The aim of this initial proof-of-concept study was to create a model to classify short messages (crowdsourced election reports) into several predetermined categories. The classification models were developed by applying a machine learning technique called gradient boosting on word features extracted from the text of the election reports along with their titles. Unigrams, bigrams and the number of words in the text and title were considered in the model development. The tf-idf weighting function was used following internal validation of the model.
The results depicted above confirm that classifiers can be developed to automatically classify short election observation reports crowdsourced from the public. The classification was generated by 10-fold cross validation. Our classifier is able to correctly predict whether a report is related to violence with an accuracy of 91%, for example. We can also accurately predict 89% of reports that relate to “Voter Issues” such as registration issues and reports that indicate positive events, “Fine” (86%).

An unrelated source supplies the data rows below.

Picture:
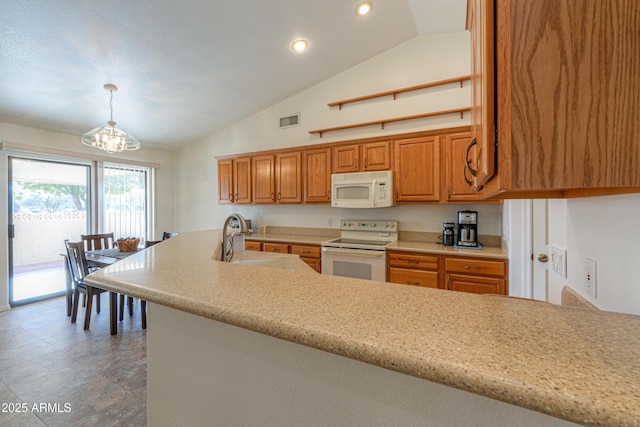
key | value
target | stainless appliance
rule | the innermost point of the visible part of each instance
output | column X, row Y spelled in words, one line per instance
column 448, row 234
column 362, row 189
column 468, row 229
column 360, row 250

The plan for this Summer and Fall is to replicate this work for other crowdsourced election datasets from Ghana, Liberia, Nigeria and Uganda. We hope the insights gained from this additional research will reveal which classifiers and/or “super classifiers” are portable across certain countries and election types. Our hypothesis, based on related crisis computing research, is that classifiers for certain types of events will be highly portable. However, we also hypothesize that the application of most classifiers across countries will result in lower accuracy scores. To this end, our Artificial Intelligence for Monitoring Elections platform will allow election monitoring organizations (end users) to create their own classifiers on the fly and thus meet their own information needs.
Big thanks to Nao for his excellent work on this predictive modeling project.
Pingback: Automatically Classifying Crowdsourced Election Report « Afronline – The Voice Of Africa
This is a great project, Patrick! I believe one application of this is also to make different crowdsourced monitoring platforms comparable, since you can extract the same categories from all their reports, regardless of what predefined categories the project had.
I assume that machine learning and NLP is only usable on English language reports at this time though, right?
Another question that crossed my mind: Will the Artificial Intelligence for Monitoring Elections platform also tackle the issue of validating reports at some point?
Hi Max, thanks for reading. Good point re comparability. NLP and machine learning is not language dependent, which is yet another advantage over key word search. Artificial intelligence and machine learning has been used to predict credible reports. See:
Patrick, this is fantastic! This approach could be applied to any other sector, no? For example, crowdsourced data on local level communal issues (potholes, grafitti, waste, etc etc). instead of using it to point the authorities in the right direction for problem solving, this way it could provide a layer of analytics… may come back to you with some ideas on how we could possibly apply this in some other cases. ps. great to have you back from vacation, missed you!!
Hey Millie, great to hear from you! Yes, machine learning could be applied to many other sectors and not only event-data. Please do come back with any ideas you may have–yours tend to always be on the brilliant side 🙂